MTS assay was used to determine the number of viable cells. The cells were seeded in 96-well microplates at a concentration of 5000 cells per well. After a 24 h incubation, the cells were subjected to various concentrations (from 1 ng/mL to 100 µg/mL) of 100 µL of serially diluted plant extracts prepared in solvents of different polarity. The cells containing media only for blank value and the anticancer drug was also incorporated for positive control into wells. In addition, the DMSO alone was added to another set of cells for solvent control. After 48 h of incubation, about 25 µL of MTS reagent (ThermoFisher, Waltham, MA, USA) was added, and the cells were allowed to incubate at 5% CO₂ and 37 °C for 30 min. The absorbance of cells was measured at 490 nm by a multimode microplate reader (SpectraMax iD3, Molecular Devices, Xuhui, Shanghai, China). Percentage cell viability was calculated by using Equation (2) [36,37].
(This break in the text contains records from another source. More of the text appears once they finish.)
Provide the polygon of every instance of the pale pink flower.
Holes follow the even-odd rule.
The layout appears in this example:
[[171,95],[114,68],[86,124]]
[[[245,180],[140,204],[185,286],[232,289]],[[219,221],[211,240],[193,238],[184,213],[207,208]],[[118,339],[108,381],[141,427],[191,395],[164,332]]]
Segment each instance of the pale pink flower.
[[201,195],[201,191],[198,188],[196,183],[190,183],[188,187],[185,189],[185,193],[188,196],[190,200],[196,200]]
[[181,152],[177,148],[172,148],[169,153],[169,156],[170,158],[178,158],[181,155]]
$$\%\mathrm{age}\mathrm{cell}\mathrm{viability}=\frac{\mathrm{Control}-\mathrm{Blank}}{\mathrm{Sample}-\mathrm{Blank}}\times 100$$

(2)

4.5. Statistical Analysis

Statistical analysis was conducted using one-way ANOVA and Dunnett’s post hoc test (GraphPad Software Inc., San Diego, CA, USA); data were presented as mean ± SEM. All the tests were performed in triplicate. The values of p < 0.001 were considered statistically significant.

5. Conclusions

The present study concludes that the extracts of Prunus cornuta and Quercus semicarpifolia exhibited potent bioactivity against bacterial strains and human carcinoma cells with a minimal toxic effect on healthy cell lines. The P. cornuta extract significantly inhibited the A. buamanii and S. enterica strains and induced characteristic cell death in breast (MDA-MB321) and lung (A549) cell lines. The methanolic extracts of Q. semicarpifolia showed potent antibacterial activity against A. baumannii and E. coli. Additionally, Q. semicarpifolia extracts showed considerable cytotoxic effect against breast (MDA-MB231) and gut (Caco-2) cancer cells. The effective bioactive potential of both plants provides the basis for a new natural source on the drug ability list of pharmacognosy platforms.